Mas o julgamento não é só jurídico. A abertura do processo fica a cargo do presidente da Câmara dos Deputados que depende de um ambiente político favorável para isso. O impeachment é um trauma político que pode desaguar em consequências mais sérias para a manutenção do regime, de modo que depende de um cálculo estratégico, um juízo de oportunidade político, que não seria possível se o julgamento fosse eminentemente jurídico.
Bolsonaro aposta reiteradamente na estratégia de confrontamento, com os demais poderes, com a mídia e com tudo aquilo que discorda dele e, nesse sentido, é bem sucedido. Esse foi o padrão de comportamento escolhido para a conduzir sua gestão e parece não haver motivos para que mude, pois assim agrada a sua base de apoio e mantém sua popularidade em um certo patamar que dificulta as tentativas de que seja contido. Nem mesmo o COVID-19 foi suficiente para que ele evitasse confrontos com o seu então ministro da saúde, Henrique Mandetta, já demitido e substituído por outro.
Essa estratégia de combate é o seu maior trunfo e não o cumprimento a qualquer promessa feita durante a campanha. Aquilo que ele chamava de nova política já envelheceu bastante em pouco mais de um ano de governo; o liberalismo defendido na campanha foi para o espaço – por óbvio - e já anunciado um plano de investimento em obras públicas e estimulo a economia que sequer contou com a presença do ministro da economia em seu lançamento; enquanto escrevo, Sérgio Moro, outro dos superministros, deixa o governo após um embate com o presidente em virtude da troca no comando da Polícia Federal.
Nada disso parece ser suficiente para acabar com o governo Bolsonaro, pois sua sobrevivência depende de conflitos e polêmica. E quanto mais tempo ele passa o cargo, mais controvérsias ele tem condições de produzir e assim inflamar sua base de apoio, alimentada exaustivamente com notícias mentirosas e memes através das redes sociais: num mesmo dia assistimos seus apoiadores criticar e defender Mandetta antes de sua demissão e não duvido que essas redes já estejam abastecidas de mensagens contrárias a Moro. Dessa maneira, ele consegue afastar a conveniência política de ser aberto o processo de Impeachment.

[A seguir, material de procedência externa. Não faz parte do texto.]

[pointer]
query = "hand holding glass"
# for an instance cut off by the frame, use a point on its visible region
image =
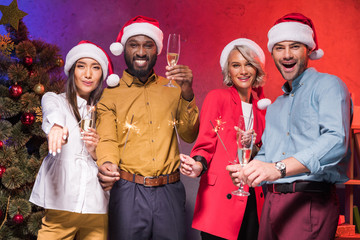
(173, 52)
(245, 139)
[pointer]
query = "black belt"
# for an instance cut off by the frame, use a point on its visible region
(300, 186)
(150, 181)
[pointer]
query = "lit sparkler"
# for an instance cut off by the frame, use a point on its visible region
(177, 134)
(216, 129)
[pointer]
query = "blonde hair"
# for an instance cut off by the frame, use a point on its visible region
(250, 56)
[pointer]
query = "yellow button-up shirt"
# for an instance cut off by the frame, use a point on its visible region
(136, 125)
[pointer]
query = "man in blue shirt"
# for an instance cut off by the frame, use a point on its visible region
(306, 140)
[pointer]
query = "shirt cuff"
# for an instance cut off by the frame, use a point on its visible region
(51, 119)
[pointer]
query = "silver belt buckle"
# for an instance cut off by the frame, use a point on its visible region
(145, 185)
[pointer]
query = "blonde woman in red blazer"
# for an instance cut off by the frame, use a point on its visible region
(219, 214)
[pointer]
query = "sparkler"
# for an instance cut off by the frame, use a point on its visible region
(216, 131)
(177, 134)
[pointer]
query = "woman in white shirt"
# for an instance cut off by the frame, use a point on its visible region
(67, 185)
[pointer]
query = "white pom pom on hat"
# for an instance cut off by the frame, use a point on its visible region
(116, 48)
(139, 25)
(295, 27)
(89, 49)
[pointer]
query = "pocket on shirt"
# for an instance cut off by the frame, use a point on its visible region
(302, 119)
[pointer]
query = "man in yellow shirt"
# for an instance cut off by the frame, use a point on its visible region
(138, 154)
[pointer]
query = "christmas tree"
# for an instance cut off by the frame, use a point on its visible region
(28, 69)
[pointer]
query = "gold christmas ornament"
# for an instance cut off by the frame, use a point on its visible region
(6, 45)
(39, 89)
(11, 14)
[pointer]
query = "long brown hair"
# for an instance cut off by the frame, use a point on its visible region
(71, 93)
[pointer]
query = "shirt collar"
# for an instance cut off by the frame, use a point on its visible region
(130, 79)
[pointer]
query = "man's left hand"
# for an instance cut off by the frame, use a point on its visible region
(183, 76)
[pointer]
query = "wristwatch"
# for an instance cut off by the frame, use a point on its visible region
(281, 167)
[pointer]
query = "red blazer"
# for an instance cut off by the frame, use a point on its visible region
(217, 211)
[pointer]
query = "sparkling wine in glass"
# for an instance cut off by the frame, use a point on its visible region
(244, 140)
(173, 52)
(87, 121)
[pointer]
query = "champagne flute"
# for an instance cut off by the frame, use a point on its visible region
(244, 141)
(173, 52)
(87, 121)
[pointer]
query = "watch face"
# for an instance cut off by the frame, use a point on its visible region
(280, 165)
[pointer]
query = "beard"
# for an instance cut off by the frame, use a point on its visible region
(140, 73)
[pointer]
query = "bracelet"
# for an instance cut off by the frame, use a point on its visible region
(203, 162)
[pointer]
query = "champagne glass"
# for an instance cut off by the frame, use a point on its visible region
(244, 140)
(87, 121)
(173, 52)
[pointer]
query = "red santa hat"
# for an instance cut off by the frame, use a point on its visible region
(91, 50)
(139, 25)
(263, 102)
(295, 27)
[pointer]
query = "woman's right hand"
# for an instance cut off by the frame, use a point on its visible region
(57, 137)
(189, 167)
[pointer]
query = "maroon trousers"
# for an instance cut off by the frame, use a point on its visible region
(299, 216)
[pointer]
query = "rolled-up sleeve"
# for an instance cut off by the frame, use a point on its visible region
(188, 116)
(108, 147)
(334, 123)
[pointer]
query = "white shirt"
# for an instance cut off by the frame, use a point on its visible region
(247, 112)
(67, 182)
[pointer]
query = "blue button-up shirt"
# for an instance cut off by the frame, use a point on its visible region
(310, 123)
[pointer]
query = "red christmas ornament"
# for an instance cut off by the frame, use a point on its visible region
(28, 60)
(15, 90)
(2, 171)
(18, 218)
(27, 119)
(31, 73)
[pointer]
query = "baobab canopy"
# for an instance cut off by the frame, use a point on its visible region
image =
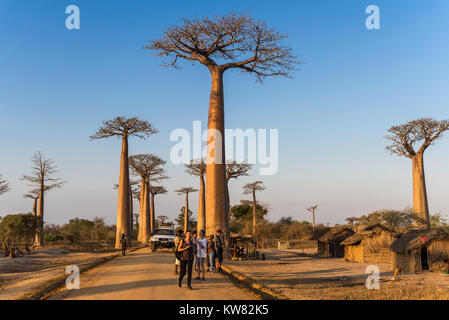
(231, 41)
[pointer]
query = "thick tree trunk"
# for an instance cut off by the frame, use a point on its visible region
(141, 203)
(145, 219)
(254, 214)
(313, 217)
(186, 214)
(35, 207)
(153, 218)
(131, 213)
(123, 195)
(420, 204)
(39, 238)
(215, 162)
(202, 207)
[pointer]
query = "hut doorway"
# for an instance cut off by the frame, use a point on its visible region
(424, 261)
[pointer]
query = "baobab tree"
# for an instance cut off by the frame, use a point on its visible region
(198, 168)
(122, 127)
(252, 188)
(148, 167)
(186, 191)
(161, 219)
(155, 190)
(34, 195)
(4, 186)
(221, 43)
(43, 179)
(425, 132)
(234, 170)
(312, 210)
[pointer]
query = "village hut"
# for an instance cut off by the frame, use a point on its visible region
(371, 244)
(329, 245)
(419, 250)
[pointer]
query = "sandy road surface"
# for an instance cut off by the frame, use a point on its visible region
(142, 275)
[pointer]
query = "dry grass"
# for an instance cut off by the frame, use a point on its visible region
(308, 277)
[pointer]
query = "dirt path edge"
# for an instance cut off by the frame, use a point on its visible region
(255, 288)
(49, 288)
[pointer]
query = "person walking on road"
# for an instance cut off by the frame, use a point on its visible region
(201, 248)
(123, 243)
(211, 253)
(177, 254)
(195, 260)
(218, 249)
(186, 249)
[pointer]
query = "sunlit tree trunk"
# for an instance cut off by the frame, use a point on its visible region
(153, 219)
(146, 219)
(254, 213)
(186, 213)
(420, 204)
(39, 238)
(215, 164)
(141, 202)
(131, 209)
(202, 207)
(123, 195)
(35, 207)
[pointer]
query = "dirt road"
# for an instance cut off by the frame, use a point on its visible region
(142, 275)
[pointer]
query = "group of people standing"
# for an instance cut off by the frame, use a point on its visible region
(193, 249)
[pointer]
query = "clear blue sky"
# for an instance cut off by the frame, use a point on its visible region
(56, 86)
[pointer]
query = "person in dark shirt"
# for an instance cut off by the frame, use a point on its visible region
(219, 249)
(186, 249)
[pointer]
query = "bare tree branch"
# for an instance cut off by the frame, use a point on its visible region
(4, 186)
(43, 174)
(234, 41)
(123, 127)
(405, 136)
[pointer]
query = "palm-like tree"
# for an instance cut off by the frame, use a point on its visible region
(252, 188)
(221, 43)
(198, 168)
(43, 180)
(123, 128)
(4, 186)
(234, 170)
(404, 137)
(155, 190)
(312, 211)
(34, 195)
(150, 168)
(186, 191)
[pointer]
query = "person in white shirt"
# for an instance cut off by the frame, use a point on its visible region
(201, 243)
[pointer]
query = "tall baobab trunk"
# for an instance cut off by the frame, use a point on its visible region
(123, 195)
(35, 207)
(152, 217)
(145, 218)
(131, 212)
(186, 214)
(141, 203)
(201, 207)
(254, 213)
(420, 204)
(39, 237)
(216, 172)
(313, 217)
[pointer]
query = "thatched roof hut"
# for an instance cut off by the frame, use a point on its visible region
(369, 245)
(329, 244)
(418, 250)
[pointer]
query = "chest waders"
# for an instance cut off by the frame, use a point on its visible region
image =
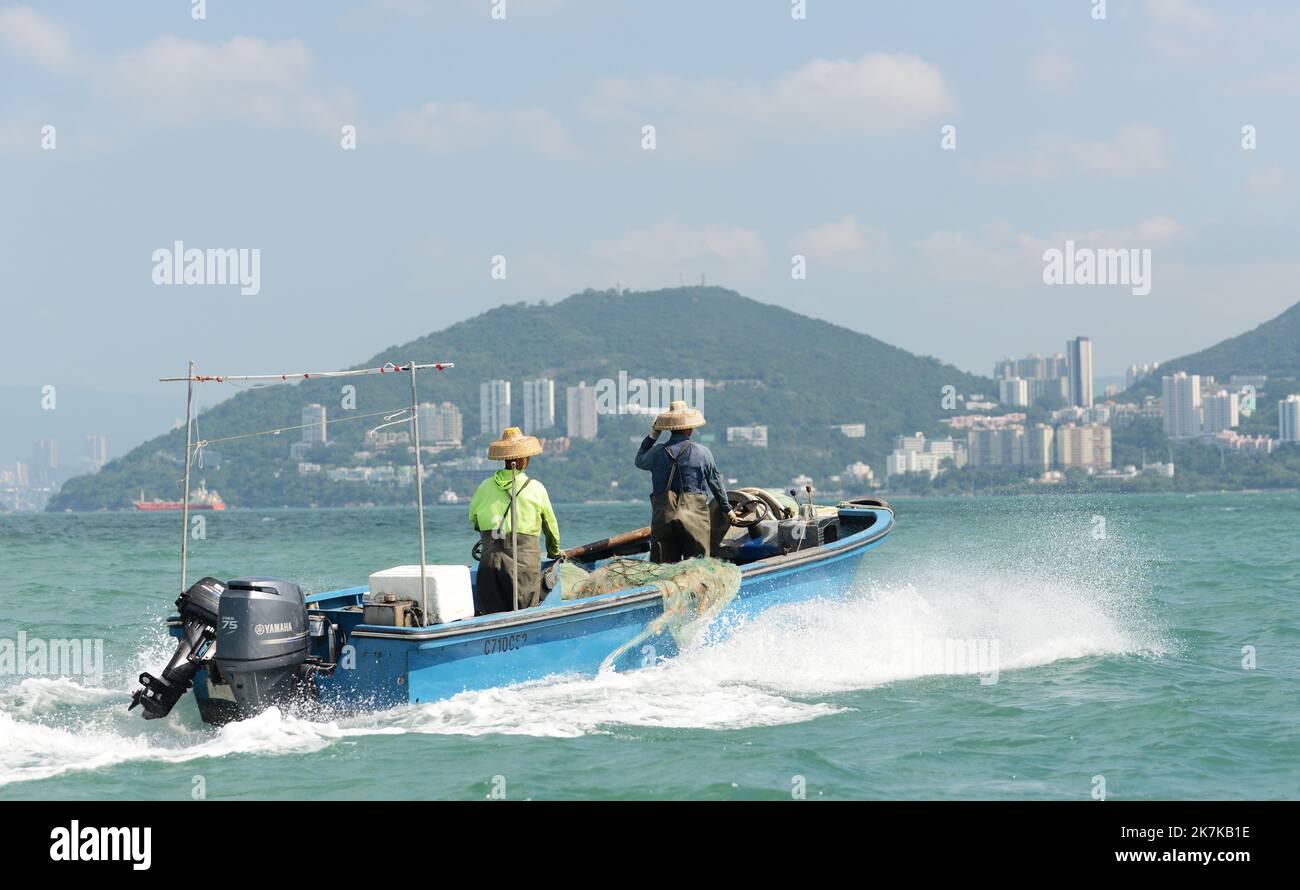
(679, 519)
(508, 573)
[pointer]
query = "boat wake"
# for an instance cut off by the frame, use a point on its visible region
(792, 664)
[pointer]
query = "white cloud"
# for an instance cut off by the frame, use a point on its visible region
(1052, 72)
(874, 95)
(1278, 82)
(1182, 14)
(1134, 148)
(466, 126)
(667, 251)
(243, 79)
(844, 243)
(35, 39)
(1266, 182)
(999, 255)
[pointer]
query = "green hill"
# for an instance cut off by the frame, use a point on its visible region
(1272, 348)
(766, 365)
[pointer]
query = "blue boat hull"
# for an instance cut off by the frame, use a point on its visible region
(388, 667)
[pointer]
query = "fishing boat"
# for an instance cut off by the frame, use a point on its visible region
(410, 635)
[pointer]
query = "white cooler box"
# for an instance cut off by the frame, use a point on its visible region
(450, 594)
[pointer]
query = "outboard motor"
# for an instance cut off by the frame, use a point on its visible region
(198, 608)
(263, 641)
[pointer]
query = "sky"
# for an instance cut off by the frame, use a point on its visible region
(918, 156)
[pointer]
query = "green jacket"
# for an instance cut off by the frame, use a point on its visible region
(532, 508)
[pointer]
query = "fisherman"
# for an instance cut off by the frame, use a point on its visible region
(683, 476)
(502, 539)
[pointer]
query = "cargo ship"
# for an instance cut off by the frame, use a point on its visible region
(199, 499)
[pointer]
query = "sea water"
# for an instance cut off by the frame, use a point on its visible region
(1135, 646)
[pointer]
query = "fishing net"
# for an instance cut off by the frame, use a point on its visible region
(694, 593)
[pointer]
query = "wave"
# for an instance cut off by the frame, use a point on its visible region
(791, 664)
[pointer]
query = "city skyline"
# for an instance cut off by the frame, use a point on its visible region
(948, 234)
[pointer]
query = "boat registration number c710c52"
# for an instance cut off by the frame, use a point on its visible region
(494, 645)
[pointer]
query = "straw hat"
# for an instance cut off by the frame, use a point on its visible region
(679, 417)
(514, 445)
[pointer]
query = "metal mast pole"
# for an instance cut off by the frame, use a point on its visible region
(514, 542)
(419, 494)
(185, 495)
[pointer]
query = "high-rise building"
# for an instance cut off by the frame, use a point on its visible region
(1221, 412)
(1288, 419)
(580, 406)
(1083, 446)
(1013, 391)
(1181, 403)
(44, 455)
(914, 454)
(1000, 446)
(1136, 372)
(538, 406)
(1079, 359)
(1039, 446)
(96, 450)
(441, 424)
(315, 424)
(752, 435)
(493, 407)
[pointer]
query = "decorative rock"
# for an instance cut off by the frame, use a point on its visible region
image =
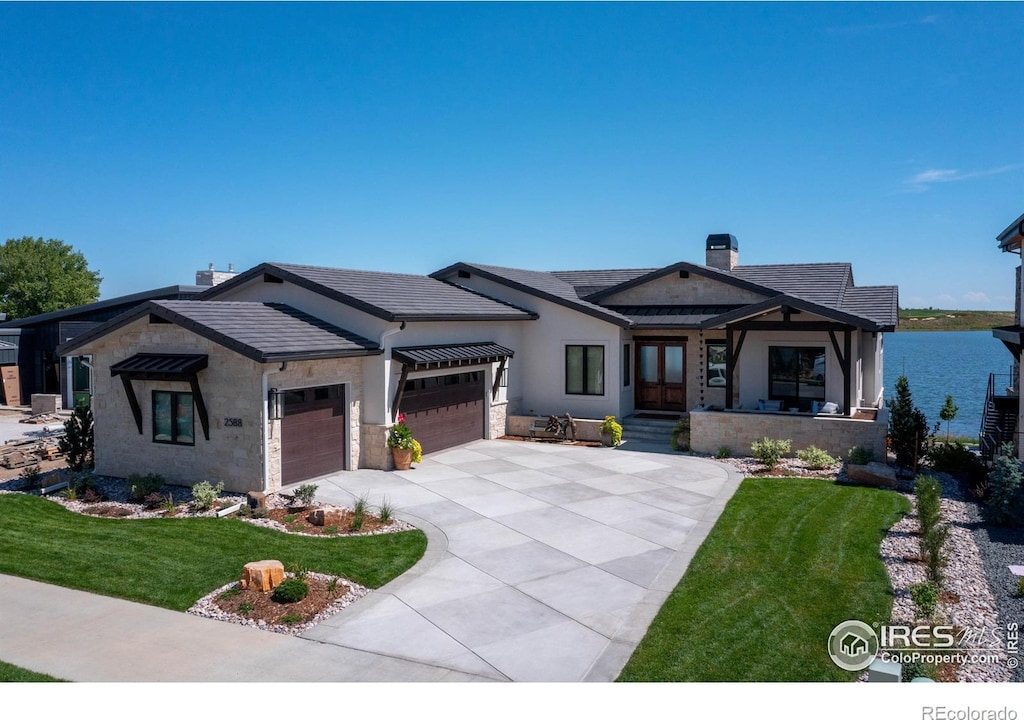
(262, 575)
(875, 474)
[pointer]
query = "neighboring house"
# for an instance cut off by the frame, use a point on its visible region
(1001, 416)
(296, 371)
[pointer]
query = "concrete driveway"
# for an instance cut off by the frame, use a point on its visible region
(545, 561)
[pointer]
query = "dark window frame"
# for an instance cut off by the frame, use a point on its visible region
(175, 408)
(803, 401)
(584, 368)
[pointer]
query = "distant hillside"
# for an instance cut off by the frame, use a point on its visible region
(931, 319)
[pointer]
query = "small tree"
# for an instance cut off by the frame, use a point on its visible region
(948, 414)
(1004, 504)
(78, 440)
(908, 431)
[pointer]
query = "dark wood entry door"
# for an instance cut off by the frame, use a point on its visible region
(660, 376)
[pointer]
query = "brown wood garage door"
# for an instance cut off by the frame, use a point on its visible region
(444, 411)
(312, 432)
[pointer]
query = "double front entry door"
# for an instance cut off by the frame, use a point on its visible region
(660, 376)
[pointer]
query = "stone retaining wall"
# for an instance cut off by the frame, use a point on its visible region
(711, 430)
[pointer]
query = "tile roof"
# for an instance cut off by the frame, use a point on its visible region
(539, 283)
(263, 332)
(390, 296)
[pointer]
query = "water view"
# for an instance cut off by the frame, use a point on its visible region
(938, 364)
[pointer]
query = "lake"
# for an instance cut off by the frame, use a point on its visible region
(940, 364)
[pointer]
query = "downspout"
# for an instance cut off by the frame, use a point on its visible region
(265, 386)
(380, 341)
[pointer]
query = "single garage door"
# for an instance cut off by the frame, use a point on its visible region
(444, 411)
(312, 433)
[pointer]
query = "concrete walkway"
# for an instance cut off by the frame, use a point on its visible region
(545, 562)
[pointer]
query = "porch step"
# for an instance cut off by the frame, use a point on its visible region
(648, 429)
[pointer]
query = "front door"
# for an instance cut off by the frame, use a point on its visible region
(660, 376)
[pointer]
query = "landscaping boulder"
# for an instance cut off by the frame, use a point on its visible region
(262, 575)
(875, 474)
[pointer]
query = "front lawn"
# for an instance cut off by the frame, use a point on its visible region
(786, 561)
(173, 562)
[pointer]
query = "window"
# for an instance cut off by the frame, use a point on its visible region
(716, 364)
(627, 370)
(797, 376)
(172, 418)
(585, 370)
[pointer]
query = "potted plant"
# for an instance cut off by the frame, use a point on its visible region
(611, 431)
(404, 450)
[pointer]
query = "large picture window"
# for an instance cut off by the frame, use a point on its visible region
(172, 418)
(585, 370)
(797, 376)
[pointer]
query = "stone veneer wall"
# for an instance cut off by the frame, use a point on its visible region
(711, 430)
(230, 387)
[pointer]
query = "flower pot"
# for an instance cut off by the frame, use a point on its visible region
(402, 458)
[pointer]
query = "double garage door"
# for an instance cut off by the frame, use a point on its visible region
(312, 432)
(444, 411)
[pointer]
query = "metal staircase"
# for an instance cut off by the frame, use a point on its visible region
(998, 420)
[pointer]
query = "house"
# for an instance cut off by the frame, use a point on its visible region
(30, 343)
(1001, 414)
(294, 371)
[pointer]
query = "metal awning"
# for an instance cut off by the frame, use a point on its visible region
(431, 356)
(163, 366)
(154, 366)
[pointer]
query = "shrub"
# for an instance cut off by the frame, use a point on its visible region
(291, 590)
(816, 459)
(141, 485)
(908, 433)
(612, 428)
(681, 435)
(769, 451)
(926, 597)
(78, 441)
(33, 476)
(953, 458)
(861, 455)
(205, 495)
(1004, 505)
(305, 493)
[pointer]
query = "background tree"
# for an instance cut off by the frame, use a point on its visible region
(948, 413)
(42, 276)
(908, 431)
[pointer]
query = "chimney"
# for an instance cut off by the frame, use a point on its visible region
(722, 252)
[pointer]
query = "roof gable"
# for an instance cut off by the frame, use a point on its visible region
(390, 296)
(263, 332)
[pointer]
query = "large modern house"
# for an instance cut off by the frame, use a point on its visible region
(288, 372)
(1001, 420)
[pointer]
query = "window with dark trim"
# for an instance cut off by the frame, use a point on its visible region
(716, 364)
(627, 370)
(797, 376)
(173, 421)
(585, 370)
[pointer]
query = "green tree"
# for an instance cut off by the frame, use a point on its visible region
(908, 431)
(42, 276)
(948, 413)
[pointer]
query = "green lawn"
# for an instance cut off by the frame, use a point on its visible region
(786, 561)
(12, 673)
(173, 562)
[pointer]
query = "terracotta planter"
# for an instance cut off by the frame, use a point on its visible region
(402, 458)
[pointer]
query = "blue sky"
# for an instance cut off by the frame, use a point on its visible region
(158, 138)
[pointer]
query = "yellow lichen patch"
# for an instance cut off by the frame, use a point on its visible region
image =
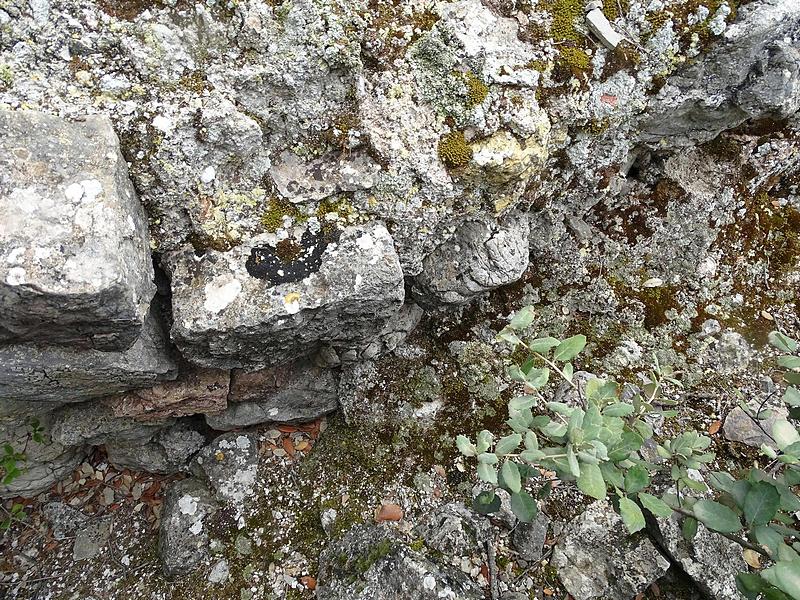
(454, 151)
(277, 208)
(477, 91)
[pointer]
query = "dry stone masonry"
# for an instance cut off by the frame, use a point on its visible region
(217, 216)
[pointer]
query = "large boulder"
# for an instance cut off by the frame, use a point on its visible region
(597, 558)
(254, 307)
(74, 249)
(370, 563)
(288, 394)
(710, 560)
(37, 379)
(183, 534)
(752, 74)
(484, 254)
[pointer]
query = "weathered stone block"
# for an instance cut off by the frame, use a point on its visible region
(484, 254)
(74, 251)
(34, 379)
(247, 308)
(286, 394)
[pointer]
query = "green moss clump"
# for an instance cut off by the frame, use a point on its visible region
(377, 552)
(454, 150)
(611, 8)
(277, 208)
(477, 91)
(565, 13)
(573, 61)
(6, 77)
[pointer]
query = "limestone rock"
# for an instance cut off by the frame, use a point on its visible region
(94, 424)
(169, 451)
(370, 563)
(91, 539)
(228, 316)
(597, 558)
(73, 236)
(34, 378)
(183, 537)
(710, 560)
(528, 538)
(454, 530)
(739, 427)
(286, 394)
(481, 256)
(752, 74)
(229, 464)
(196, 390)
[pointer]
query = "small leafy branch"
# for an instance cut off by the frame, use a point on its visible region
(12, 465)
(596, 439)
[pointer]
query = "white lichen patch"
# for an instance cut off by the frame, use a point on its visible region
(220, 293)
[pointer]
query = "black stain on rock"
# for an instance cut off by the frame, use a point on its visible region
(288, 261)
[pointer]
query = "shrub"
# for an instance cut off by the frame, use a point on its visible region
(596, 442)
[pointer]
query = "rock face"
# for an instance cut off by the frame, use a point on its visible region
(596, 557)
(481, 256)
(228, 315)
(33, 379)
(287, 394)
(183, 538)
(369, 563)
(76, 267)
(753, 74)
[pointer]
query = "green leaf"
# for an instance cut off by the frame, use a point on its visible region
(782, 342)
(487, 473)
(522, 402)
(484, 441)
(636, 478)
(510, 476)
(570, 348)
(766, 536)
(655, 505)
(543, 345)
(509, 336)
(524, 507)
(572, 461)
(508, 444)
(792, 396)
(537, 378)
(785, 576)
(750, 585)
(784, 433)
(465, 446)
(620, 409)
(689, 528)
(716, 516)
(789, 362)
(631, 514)
(761, 503)
(523, 318)
(486, 503)
(488, 458)
(591, 481)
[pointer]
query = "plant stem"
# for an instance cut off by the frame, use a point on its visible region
(734, 538)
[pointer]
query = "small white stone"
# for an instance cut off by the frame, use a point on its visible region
(162, 123)
(187, 505)
(208, 175)
(16, 276)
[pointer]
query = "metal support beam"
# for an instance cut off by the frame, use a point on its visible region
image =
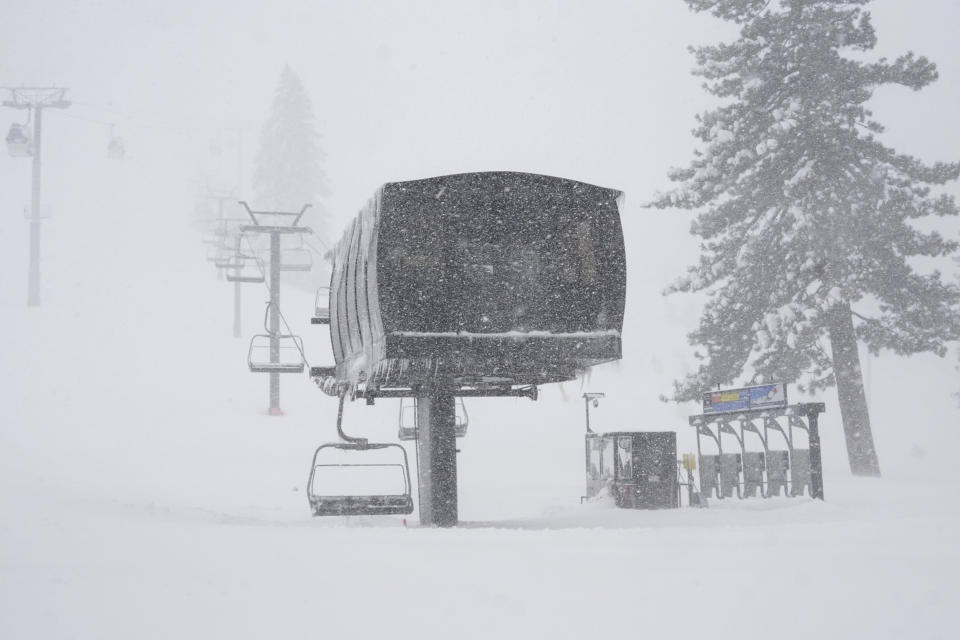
(237, 306)
(275, 322)
(33, 280)
(437, 453)
(35, 100)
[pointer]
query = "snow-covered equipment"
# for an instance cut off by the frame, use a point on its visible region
(482, 279)
(274, 352)
(407, 429)
(769, 472)
(296, 259)
(284, 351)
(288, 356)
(637, 468)
(19, 143)
(321, 305)
(357, 477)
(471, 285)
(753, 465)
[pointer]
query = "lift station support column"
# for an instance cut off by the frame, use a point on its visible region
(275, 322)
(437, 451)
(276, 266)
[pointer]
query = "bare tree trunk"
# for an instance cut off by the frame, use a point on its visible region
(853, 400)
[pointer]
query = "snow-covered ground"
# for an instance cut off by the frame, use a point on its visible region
(145, 493)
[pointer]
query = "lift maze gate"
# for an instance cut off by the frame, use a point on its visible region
(787, 461)
(463, 286)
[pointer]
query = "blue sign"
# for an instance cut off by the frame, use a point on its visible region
(760, 397)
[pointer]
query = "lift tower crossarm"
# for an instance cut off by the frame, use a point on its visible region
(36, 99)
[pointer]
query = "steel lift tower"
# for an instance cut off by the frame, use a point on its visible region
(273, 339)
(35, 100)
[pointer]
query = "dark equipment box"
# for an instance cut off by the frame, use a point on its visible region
(638, 468)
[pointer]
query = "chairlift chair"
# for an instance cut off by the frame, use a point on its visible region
(289, 357)
(224, 258)
(321, 303)
(332, 501)
(248, 270)
(407, 429)
(327, 499)
(18, 141)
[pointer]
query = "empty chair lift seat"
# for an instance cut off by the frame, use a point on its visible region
(778, 462)
(709, 471)
(800, 472)
(481, 279)
(753, 465)
(730, 466)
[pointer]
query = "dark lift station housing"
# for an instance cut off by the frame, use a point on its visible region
(472, 285)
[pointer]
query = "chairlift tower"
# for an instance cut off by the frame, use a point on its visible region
(35, 100)
(275, 367)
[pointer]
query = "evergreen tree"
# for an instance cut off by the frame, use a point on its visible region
(288, 172)
(804, 215)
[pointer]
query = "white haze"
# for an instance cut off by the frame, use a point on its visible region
(128, 371)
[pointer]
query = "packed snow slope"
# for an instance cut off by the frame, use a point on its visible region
(145, 493)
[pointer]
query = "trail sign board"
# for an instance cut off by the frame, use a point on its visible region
(763, 396)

Assim, um ambiente político de caos e tragédia somente ajuda a Bolsonaro e, enquanto ele perdurar, mais difícil parece ser para removê-lo do cargo. Com isso, as anormalidades se tornam o novo cotidiano e vamos nos acostumando a conviver com um presidente que sequer deve saber o que a palavra decoro significa e cujo único objetivo na política é o proveito próprio e de sua família. Por isso é tão necessário entendermos o quão importante é a nossa democracia e o quanto a permanência dele pode ser nefasta. A nova revolução é defender que tudo volte ao normal.
Apesar da dificuldade e do risco de um impeachment, Bolsonaro precisa ser contido o quanto antes, para que suas controvérsias não corroam definitivamente a nossa democracia até um ponto em que ninguém nunca mais ousará o retirar do comando da nação.